Not This Year. That was the message the New Hampshire House of Representatives sent supporters of a legislative push that would have made the state the first in the country to allow residents to pay their taxes using bitcoin.
The bill, HR552, introduced last year by New Hampshire State Representative Eric Schleien (R), was voted down last month by a vote of 264 to 74. The bill would have required the state’s treasurer to “develop an implementation plan for the state to accept bitcoin as payment for taxes and fees.”
Bitcoin first appeared on the global currency scene in 2009. Bitcoin is a digital currency which means that you don’t rely on an exchange of paper for transactions and there is no centralized bank that records your transaction. Instead, bitcoins are stored in a digital “wallet” which can be found on your computer. You spend bitcoins just as you would dollars on everything from shopping for furniture on Overstock.com to booking a vacation on Expedia.
While the popularity of Bitcoin is spreading, the government and taxing authorities have been slow to embrace the virtual currency. The IRS does not accept bitcoins as direct payment for your tax obligations nor do any states (though you can pay taxes and fees in some instances using payment processors). Schleien was hopeful that New Hampshire would be the first to accept the currency as payment for taxes and fees, calling the approach “innovative”.
While at work on the bill, Schleien worked to educate the public and his colleagues about Bitcoin, specifically addressing the issues of risks and costs. By using a third party payment processor like BitPay, he noted that there would be “no cost to the state” and “no risk to the state”. The conversion to dollars would be automatic, eliminating concerns about volatility.
Still, the legislature wasn’t ready to bite – yet. Schleien pointed out that 74 representatives voted in favor of the bill, a number he calls “pretty amazing”.

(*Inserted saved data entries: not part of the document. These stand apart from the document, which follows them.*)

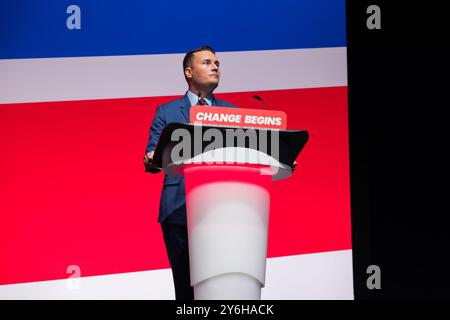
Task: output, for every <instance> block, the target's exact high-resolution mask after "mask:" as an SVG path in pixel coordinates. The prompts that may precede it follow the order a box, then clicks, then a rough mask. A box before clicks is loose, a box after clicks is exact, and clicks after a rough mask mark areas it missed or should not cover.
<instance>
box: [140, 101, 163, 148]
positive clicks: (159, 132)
mask: <svg viewBox="0 0 450 320" xmlns="http://www.w3.org/2000/svg"><path fill="white" fill-rule="evenodd" d="M165 126H166V121H165V118H164V114H163V111H162V109H161V107H158V108H157V109H156V114H155V117H154V118H153V121H152V125H151V127H150V134H149V139H148V143H147V148H146V149H145V151H146V152H150V151H154V150H155V148H156V144H157V143H158V139H159V136H160V134H161V131H162V129H164V127H165Z"/></svg>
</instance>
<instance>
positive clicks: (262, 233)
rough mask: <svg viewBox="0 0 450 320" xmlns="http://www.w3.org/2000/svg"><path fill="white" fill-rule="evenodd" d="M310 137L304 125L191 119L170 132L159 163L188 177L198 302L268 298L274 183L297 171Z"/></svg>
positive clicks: (161, 145) (187, 177)
mask: <svg viewBox="0 0 450 320" xmlns="http://www.w3.org/2000/svg"><path fill="white" fill-rule="evenodd" d="M230 137H231V138H230ZM181 138H182V139H181ZM255 139H256V140H255ZM220 140H222V144H221V143H220V142H221V141H220ZM225 140H226V141H225ZM307 140H308V132H307V131H302V130H278V129H275V130H274V129H266V128H264V129H263V128H245V127H231V126H220V125H197V124H185V123H170V124H168V125H167V126H166V127H165V128H164V129H163V131H162V132H161V135H160V137H159V140H158V144H157V146H156V149H155V154H154V158H153V166H154V167H156V168H161V169H162V170H163V171H164V172H165V173H166V174H168V175H174V176H184V178H185V190H186V210H187V227H188V241H189V259H190V272H191V285H192V286H193V288H194V296H195V299H196V300H259V299H260V298H261V288H262V287H264V285H265V273H266V257H267V239H268V224H269V209H270V189H271V187H272V181H274V180H282V179H286V178H288V177H289V176H290V175H291V174H292V171H293V167H292V164H293V162H294V160H295V159H296V158H297V156H298V154H299V153H300V151H301V150H302V148H303V147H304V145H305V144H306V142H307Z"/></svg>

So what’s next? Schleien vows to try again. Now that he knows which of his colleagues aren’t on board with the bill, he can work to change their mind by educating his colleagues and voters about the bill. It could take awhile, he says, perhaps even two to three years. But, he says, “I’ll keep trying until it passes”.
So, what do you think about Bitcoin?
Will we see the day that the IRS, and State governments accept Digital Currency?